As part of a recent hackathon I teamed up with Angel Borroy to connect Alfresco Community Edition with a couple of open source OCR applications. The project is available on GitHub. The two OCR applications chosen are OCRmyPDF (version 9.6.0+dfsg) and Apache Tika (version 1.24-full) (both based on Tesseract). OCRmyPDF also contains a number of other tools for cleaning up the PDF (in particular unpaper) and producing a searchable PDF that looks like the original document. Both tools allow for configuring Tesseract itself, but for these tests I've pretty much stuck to their out-of-the-box settings.
I chose to use the start of Alice's Adventures in Wonderland as the test text and ImageMagick to convert this into an image embedded in pdf files. ImageMagick features a large number of options allowing for image manipulation, to test how well the OCR tools coped.
To measure the accuracy of the OCR then I measured the Levenshtein distance between the input and output text. In theory this would be zero distance if the conversion was 100% accurate, but it can be particularly hard to accurately identify certain characters (e.g. whitespace). To get the text output from OCRmyPDF I used the --sidecar option.
I standardised on an A4 PDF at 300ppi with DejaVu Sans. This produced text that was unreadable at 1pt, but could easily be seen at 2pt. However the two OCR applications did not manage as well as a human, but got to their peak performance at about 4pt text. OCRmyPDF performed slightly better than Tika.
Graph showing OCR accuracy against font size
The Levenshtein distance for a 1pt font was the total number of characters in the source text, and pretty much acts as a limit in all the tests.
There are an almost unlimited number of fonts which we could test, but I decided to just compare different faces from the DejaVu family. There was very little difference in performance between the two applications in this test, and only a few characters difference between the various fonts.

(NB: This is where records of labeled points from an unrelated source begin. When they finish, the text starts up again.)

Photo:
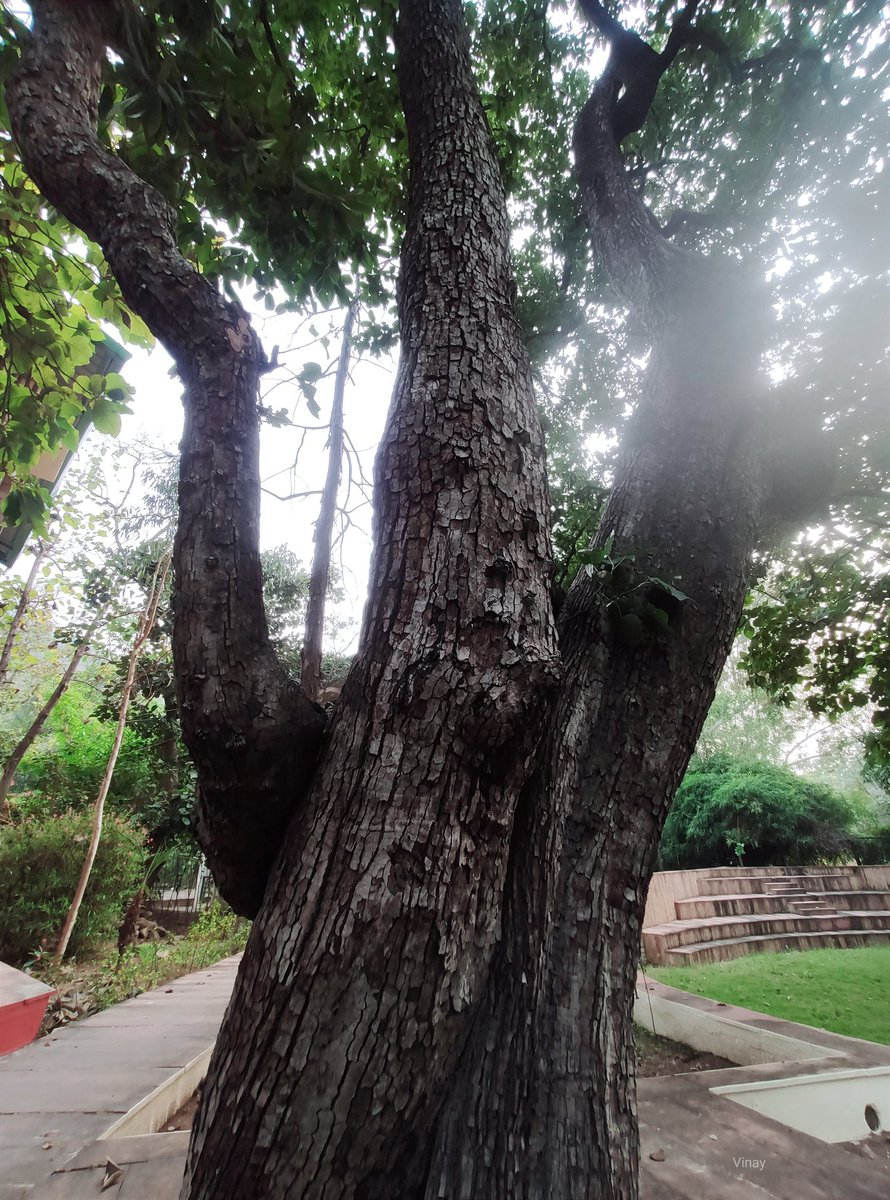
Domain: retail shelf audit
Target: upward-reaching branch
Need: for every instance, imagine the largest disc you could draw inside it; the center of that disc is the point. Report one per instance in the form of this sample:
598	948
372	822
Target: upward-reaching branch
22	607
253	735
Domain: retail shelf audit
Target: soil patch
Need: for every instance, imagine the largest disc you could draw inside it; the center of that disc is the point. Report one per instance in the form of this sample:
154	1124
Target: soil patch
660	1056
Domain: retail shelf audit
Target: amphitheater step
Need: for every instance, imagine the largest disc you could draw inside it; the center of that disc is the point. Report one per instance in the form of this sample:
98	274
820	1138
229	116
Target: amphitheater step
735	947
660	941
841	879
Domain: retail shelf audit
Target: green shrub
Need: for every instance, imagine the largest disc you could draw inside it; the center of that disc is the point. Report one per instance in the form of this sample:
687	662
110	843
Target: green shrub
40	864
728	810
218	923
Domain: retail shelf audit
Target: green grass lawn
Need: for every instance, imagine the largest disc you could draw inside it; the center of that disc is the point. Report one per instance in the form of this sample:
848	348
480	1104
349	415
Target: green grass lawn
846	991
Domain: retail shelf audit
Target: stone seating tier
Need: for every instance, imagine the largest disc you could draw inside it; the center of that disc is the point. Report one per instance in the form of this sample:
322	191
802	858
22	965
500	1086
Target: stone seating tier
737	915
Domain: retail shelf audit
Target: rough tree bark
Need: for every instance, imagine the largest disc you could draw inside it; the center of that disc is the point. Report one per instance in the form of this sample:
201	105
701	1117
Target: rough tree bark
319	576
253	736
436	995
24	600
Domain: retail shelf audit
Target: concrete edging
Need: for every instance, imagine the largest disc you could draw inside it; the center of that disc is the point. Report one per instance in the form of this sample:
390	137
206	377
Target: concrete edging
150	1114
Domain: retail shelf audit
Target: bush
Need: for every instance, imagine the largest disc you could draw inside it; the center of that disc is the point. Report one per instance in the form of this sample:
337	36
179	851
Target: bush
727	810
40	864
218	923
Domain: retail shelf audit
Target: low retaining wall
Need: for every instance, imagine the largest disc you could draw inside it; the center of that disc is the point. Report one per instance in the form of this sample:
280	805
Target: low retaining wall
671	886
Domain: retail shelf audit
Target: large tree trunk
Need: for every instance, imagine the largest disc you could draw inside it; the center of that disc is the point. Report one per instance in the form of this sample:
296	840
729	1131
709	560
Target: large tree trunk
543	1105
373	945
24	601
253	736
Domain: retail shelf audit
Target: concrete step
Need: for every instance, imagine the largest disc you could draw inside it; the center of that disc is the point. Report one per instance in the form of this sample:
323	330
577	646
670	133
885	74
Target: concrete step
660	940
751	903
735	947
813	881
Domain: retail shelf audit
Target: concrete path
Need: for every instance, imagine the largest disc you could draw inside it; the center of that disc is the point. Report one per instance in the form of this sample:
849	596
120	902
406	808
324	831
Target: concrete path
64	1092
60	1093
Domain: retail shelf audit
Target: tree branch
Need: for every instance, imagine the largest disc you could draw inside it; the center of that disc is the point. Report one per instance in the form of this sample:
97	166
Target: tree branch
252	735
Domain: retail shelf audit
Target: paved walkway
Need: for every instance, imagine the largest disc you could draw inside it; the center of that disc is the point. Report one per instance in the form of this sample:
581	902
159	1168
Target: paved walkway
60	1093
58	1096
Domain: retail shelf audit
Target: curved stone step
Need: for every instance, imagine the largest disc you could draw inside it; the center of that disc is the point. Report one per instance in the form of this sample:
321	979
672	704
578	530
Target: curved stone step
660	940
735	947
752	903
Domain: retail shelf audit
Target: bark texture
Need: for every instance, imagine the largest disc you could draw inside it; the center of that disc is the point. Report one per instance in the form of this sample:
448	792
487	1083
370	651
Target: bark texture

Graph showing OCR accuracy against font face
It's fairly common for scanned documents or text in photos to be slightly skewed. Here I tested three configurations - the default OCRmyPDF settings, OCRmyPDF with --deskew and Apache Tika. OCRmyPDF also has a --rotate-pages option for when some pages in a pdf are landscape or upside down, but this only works for multiples of ninety degrees. We can see that the deskew option made a huge difference and allowed reading text up to six degrees from the verticle.
Graph showing OCR accuracy against page rotation
One nice feature of OCRmyPDF was that it produced an output pdf that had the page rotated so that the text was the correct orientation.
I tested this by adding noise using the +noise Gaussian option from ImageMagick. I found that a single application of noise made little difference to the results, so tested against repeated applications. Although the noise itself is random, I used the same set of documents for each test The document with ten applications of noise looked like this:
Example text after ten applications of noise
OCRmyPDF provides a few useful options to improve the extraction of text from an image. The first --clean calls through to a tool called "unpaper" which tries to remove artifacts from scanning. The second --remove-background is intended for removing a background image from a document. The third option that I tested was --threshold which is an experimental option to convert every pixel to black or white before sending the image to Tesseract.
Although Gausian noise is easy to generate, it's not the same noise that is typically seen on scanned documents, so these results should be taken with a grain of salt. Overall Tika came out with better results than any of the OCRmyPDF options I tested. The clean option didn't seem to make any difference at all - the results were almost exactly the same as default settings for OCRmyPDF. The remove background option actually made things worse - presumably because the noise was applied to the foreground (text) and to the background. The threshold option improved the results significantly and even provided better accuracy than Tika for certain noise levels.
Graph showing OCR accuracy against noise level
ImageMagick provides various methods of generating noise, but all of them seemed to give similar results.
Using iterations of the option -blur 100 from ImageMagick I produced various blurry documents. With ten applications of noise the text looked like this:
Example text after ten blur applications
I tested the OCR fidelity using the same set of options as for the noise test. Overall OCRmyPDF performed better than Tika, and generally the default options gave a more accurate scan than anything else. For a certain amount of blur then the remove background option gave the best results. The clean option again gave the same results as the default settings.
Graph showing OCR accuracy against blurring
OCRmyPDF and Tika are both based on Tesseract, but their default settings performed best under different circumstances. While both tools provide the option to tinker with Tesseract's configration, OCRmyPDF provides easy access to some simpler settings that can improve fidelity of OCR. Additionally OCRmyPDF provides the ability to easily generate an output PDF containing text in the appropriate places. Both projects are under active development, so it's worth testing the latest versions for any improvements.
Finally, if you're interested in using OCR with Alfresco Community Edition then have a look at the Alfresco OCR Transformer on GitHub.